Sadly, the inescapable message received yesterday from your words will only inflame feelings in this country, drive a deeper wedge among Americans, and convince many that you really do see a moral equivalence between white nationalists, neo-Nazis, and Ku Klux Klan members, on the one hand, and those who oppose them on the other hand.
Mr. President, there is no moral equivalence, nor can there be – not when one side wishes to celebrate the racist, secessionist Confederacy and chant “Jews will not replace us,” and the other side represents the voices of inclusion and diversity; nor when one side resorts to violence, leading to the murder of a young woman and injuries to 19 others, and the other side is the target.
As our nation’s top elected official, you are meant to be our moral leader-in-chief and our unifier-in-chief. Yet, sadly, you have abdicated both roles. Your remarks of Saturday and yesterday make that painfully clear, not to mention the five days that have passed without a visit to the family of Heather Heyer or your absence from her funeral today.
I fully understand that hatred was not born in this country as a result of your presidency.

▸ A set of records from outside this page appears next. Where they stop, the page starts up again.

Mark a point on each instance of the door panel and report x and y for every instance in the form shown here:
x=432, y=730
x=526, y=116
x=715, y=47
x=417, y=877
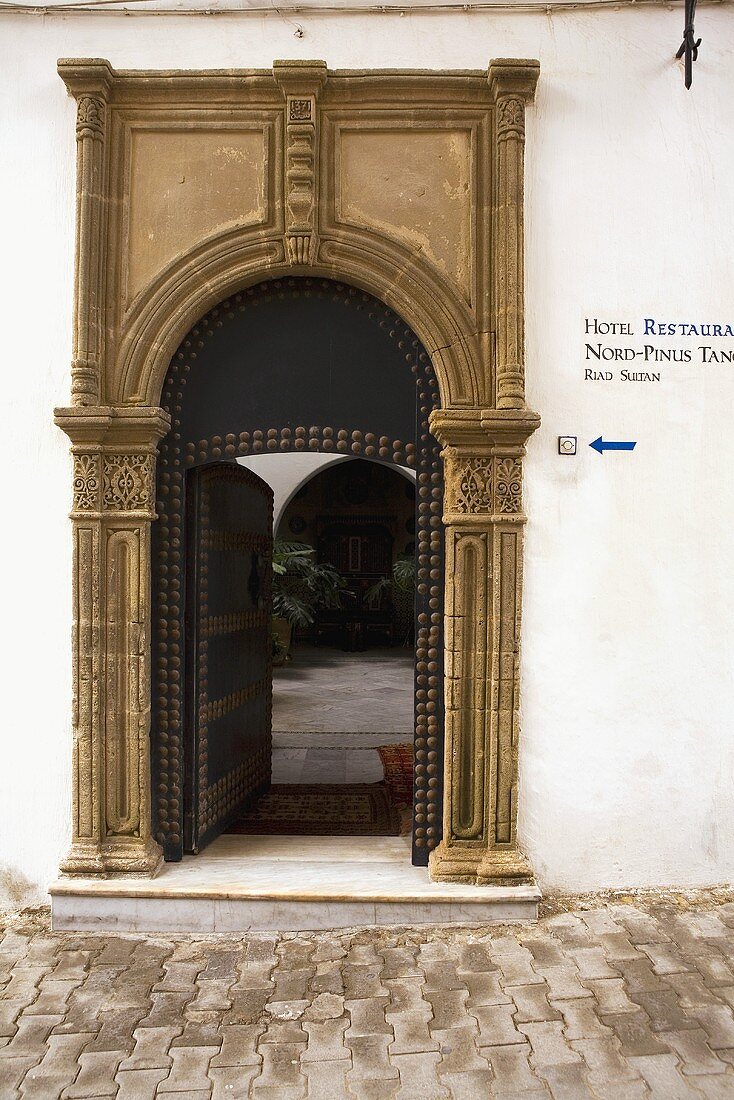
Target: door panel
x=228, y=647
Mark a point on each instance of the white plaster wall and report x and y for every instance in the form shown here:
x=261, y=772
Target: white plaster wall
x=627, y=748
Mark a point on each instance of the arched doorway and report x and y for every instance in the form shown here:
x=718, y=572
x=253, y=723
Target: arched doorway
x=293, y=365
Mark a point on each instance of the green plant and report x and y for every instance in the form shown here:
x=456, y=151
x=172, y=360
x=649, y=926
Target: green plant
x=402, y=580
x=300, y=584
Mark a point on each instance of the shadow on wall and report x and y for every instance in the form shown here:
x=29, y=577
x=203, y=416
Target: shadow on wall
x=17, y=891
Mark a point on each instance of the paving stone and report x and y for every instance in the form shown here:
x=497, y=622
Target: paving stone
x=179, y=977
x=664, y=1010
x=512, y=1070
x=603, y=1060
x=718, y=1021
x=569, y=931
x=212, y=996
x=545, y=952
x=641, y=927
x=408, y=1014
x=622, y=1090
x=666, y=958
x=517, y=970
x=373, y=1089
x=417, y=1075
x=248, y=1005
x=139, y=1084
x=53, y=998
x=449, y=1009
x=368, y=1018
x=326, y=1007
x=326, y=1041
x=580, y=1020
x=567, y=1081
x=189, y=1068
x=691, y=991
x=96, y=1077
x=291, y=985
x=533, y=1004
x=715, y=1088
x=660, y=1073
x=239, y=1046
x=563, y=981
x=280, y=1069
x=30, y=1040
x=116, y=1031
x=485, y=989
x=714, y=970
x=166, y=1010
x=496, y=1025
x=615, y=945
x=326, y=1079
x=151, y=1048
x=232, y=1082
x=694, y=1053
x=633, y=1030
x=548, y=1045
x=459, y=1054
x=475, y=958
x=328, y=979
x=56, y=1069
x=282, y=1031
x=361, y=981
x=591, y=963
x=469, y=1085
x=370, y=1058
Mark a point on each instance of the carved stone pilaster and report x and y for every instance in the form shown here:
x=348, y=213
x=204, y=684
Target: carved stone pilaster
x=91, y=87
x=300, y=83
x=483, y=521
x=113, y=454
x=512, y=84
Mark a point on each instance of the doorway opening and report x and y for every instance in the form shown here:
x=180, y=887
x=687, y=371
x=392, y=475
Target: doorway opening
x=298, y=371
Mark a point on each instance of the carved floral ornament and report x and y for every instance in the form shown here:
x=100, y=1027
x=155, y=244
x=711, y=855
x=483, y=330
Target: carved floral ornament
x=483, y=485
x=126, y=482
x=120, y=363
x=90, y=117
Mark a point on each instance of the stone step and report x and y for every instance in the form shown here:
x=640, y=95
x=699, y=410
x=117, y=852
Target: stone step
x=291, y=883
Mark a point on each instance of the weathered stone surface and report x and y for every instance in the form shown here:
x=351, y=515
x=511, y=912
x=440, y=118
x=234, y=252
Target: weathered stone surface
x=606, y=1042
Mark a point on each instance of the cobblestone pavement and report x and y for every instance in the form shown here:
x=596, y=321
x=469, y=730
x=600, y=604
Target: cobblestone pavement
x=619, y=1001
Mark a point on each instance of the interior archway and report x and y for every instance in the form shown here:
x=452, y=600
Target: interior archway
x=296, y=365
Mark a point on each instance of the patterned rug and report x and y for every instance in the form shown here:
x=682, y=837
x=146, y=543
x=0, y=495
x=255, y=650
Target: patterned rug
x=322, y=810
x=397, y=761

Indeed, in the decade of the 1990s, the American Jewish Committee (AJC) led a national campaign with the theme “No one is born hating.”
We sponsored many advertisements in newspapers and helped build coalitions to stand against violence in the name of bigotry.

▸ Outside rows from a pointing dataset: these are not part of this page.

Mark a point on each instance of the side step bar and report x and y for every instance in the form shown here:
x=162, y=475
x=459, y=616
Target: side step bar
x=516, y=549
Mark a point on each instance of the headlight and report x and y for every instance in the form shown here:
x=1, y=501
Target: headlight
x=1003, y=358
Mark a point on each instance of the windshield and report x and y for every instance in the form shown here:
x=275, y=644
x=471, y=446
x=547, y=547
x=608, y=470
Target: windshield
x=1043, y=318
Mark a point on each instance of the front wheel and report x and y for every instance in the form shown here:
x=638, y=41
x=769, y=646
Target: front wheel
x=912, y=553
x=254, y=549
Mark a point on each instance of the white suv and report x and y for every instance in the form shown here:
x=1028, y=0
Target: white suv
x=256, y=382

Here’s an excerpt from our statement in The New York Times on August 29, 1999:
“Enough is enough. Hatred is spreading – with fatal consequences. It struck in Illinois and Indiana over Independence Day weekend. African Americans, Asian Americans, and Jews were the victims. It struck again at a Jewish community center in Los Angeles, wounding five Jews, including children, and killing a Filipino American postal worker… Action is necessary now. As a start, Congress must hold full-scale hearings on groups that preach hatred and glorify violence… Hate groups must be fought through education, law, and political will.”

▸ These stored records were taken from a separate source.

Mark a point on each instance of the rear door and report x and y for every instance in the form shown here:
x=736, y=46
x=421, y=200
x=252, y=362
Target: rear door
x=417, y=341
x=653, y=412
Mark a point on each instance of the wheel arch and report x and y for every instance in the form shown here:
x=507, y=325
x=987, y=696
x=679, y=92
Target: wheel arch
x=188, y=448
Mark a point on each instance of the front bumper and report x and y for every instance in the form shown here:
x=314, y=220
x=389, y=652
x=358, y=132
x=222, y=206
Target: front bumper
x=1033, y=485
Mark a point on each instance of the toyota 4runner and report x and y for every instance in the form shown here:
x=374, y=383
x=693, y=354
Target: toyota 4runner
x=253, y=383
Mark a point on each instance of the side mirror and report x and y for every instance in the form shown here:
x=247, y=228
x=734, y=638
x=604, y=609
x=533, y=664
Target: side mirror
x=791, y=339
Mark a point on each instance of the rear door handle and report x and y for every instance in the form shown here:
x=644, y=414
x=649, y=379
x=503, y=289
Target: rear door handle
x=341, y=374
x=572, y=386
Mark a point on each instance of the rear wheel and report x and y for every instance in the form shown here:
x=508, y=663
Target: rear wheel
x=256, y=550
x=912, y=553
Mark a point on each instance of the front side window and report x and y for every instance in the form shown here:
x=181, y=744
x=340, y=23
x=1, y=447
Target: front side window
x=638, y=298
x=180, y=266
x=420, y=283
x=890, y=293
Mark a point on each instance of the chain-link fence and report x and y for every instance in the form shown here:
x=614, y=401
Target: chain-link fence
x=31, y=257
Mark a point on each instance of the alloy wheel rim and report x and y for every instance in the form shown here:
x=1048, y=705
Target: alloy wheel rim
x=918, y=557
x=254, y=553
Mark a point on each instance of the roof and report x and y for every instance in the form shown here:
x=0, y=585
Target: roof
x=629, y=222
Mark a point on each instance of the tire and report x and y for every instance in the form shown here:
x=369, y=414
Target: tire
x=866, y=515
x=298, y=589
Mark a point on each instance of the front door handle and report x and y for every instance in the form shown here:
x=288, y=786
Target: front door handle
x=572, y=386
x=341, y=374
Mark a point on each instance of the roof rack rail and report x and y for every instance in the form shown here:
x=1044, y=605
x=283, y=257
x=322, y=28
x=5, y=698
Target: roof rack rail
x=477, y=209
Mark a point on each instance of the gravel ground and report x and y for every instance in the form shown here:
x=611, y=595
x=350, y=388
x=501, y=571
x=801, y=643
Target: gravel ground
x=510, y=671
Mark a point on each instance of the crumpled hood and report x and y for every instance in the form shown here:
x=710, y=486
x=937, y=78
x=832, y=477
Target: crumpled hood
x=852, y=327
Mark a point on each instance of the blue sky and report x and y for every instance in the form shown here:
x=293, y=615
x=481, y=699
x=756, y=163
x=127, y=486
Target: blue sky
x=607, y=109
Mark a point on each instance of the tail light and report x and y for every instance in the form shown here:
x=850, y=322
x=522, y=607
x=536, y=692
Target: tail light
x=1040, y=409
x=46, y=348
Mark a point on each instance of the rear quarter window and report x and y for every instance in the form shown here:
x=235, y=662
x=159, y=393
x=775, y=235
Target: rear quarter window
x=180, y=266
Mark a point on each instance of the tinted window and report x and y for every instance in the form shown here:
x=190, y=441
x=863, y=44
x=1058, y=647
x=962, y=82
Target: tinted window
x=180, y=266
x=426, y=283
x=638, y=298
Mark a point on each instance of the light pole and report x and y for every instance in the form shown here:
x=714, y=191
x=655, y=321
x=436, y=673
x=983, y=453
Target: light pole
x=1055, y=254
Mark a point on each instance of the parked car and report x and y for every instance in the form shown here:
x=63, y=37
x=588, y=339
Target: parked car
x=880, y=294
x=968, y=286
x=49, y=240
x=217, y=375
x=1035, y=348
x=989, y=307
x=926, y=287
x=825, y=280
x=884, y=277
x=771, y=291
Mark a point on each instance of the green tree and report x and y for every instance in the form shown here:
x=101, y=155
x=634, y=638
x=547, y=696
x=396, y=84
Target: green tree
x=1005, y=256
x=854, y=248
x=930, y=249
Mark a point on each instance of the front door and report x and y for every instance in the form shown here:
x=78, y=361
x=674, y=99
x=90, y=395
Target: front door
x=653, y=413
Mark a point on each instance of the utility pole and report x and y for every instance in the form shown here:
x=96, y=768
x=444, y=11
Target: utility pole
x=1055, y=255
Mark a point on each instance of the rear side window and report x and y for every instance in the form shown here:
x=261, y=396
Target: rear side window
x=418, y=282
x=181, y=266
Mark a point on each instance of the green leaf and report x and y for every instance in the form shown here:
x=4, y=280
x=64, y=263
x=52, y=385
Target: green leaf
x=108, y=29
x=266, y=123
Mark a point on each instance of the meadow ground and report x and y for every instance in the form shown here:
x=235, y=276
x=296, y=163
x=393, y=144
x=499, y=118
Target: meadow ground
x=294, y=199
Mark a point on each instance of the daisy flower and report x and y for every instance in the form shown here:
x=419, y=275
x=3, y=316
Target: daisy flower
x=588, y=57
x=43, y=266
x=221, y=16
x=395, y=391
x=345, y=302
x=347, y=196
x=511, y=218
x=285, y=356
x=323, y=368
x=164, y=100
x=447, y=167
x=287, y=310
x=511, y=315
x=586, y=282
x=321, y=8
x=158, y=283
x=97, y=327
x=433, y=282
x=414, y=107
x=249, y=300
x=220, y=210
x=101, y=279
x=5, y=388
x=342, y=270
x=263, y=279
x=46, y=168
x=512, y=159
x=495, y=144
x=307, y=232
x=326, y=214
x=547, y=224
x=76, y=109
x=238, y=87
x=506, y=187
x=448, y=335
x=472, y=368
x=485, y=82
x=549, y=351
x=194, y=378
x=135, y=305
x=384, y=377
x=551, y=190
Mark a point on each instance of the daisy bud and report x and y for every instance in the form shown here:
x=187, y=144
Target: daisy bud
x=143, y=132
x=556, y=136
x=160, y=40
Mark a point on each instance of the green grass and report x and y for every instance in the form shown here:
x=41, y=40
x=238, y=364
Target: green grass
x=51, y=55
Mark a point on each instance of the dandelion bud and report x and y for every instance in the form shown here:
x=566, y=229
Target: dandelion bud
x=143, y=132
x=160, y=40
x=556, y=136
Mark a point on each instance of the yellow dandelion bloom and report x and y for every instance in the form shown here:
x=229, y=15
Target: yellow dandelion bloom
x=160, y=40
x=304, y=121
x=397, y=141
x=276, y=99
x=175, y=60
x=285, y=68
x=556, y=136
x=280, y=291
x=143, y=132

So, no, it’s not a new phenomenon in the current era, but what is new is the delayed, hesitant, and contradictory reaction of our nation’s leader, when precisely the opposite response is so desperately needed.
I might add that those Congressional hearings are once again urgently needed as well.
And I also understand that violence and intimidation are not just tools of the far right, but have been used by the far left as well. Coming from parents who experienced the full force of both extremes in Europe, I don’t ignore one at the expense of the other.
But in the case of Charlottesville, unlike what happened at a baseball field in Virginia or at UC Berkeley, this was not about the far left, with its violent elements, setting the stage, but rather those who want to separate us by racial identity, create a hierarchy among us, and take a page from the Third Reich in how to deal with the Jews – which, presumably, applies every bit as much to your family today as it does to mine.
Mr. President, for many Americans, finding a path forward that narrows the differences and builds greater cohesion may seem like an impossible task. Yet as long as you are the occupant of the Oval Office, surely it needs to be among your foremost obligations, together with protecting our national security.
For the sake of us all, I can only hope that wise heads, who are determined to set us on that path, will prevail in the weeks and months to come. The national stakes couldn’t be higher.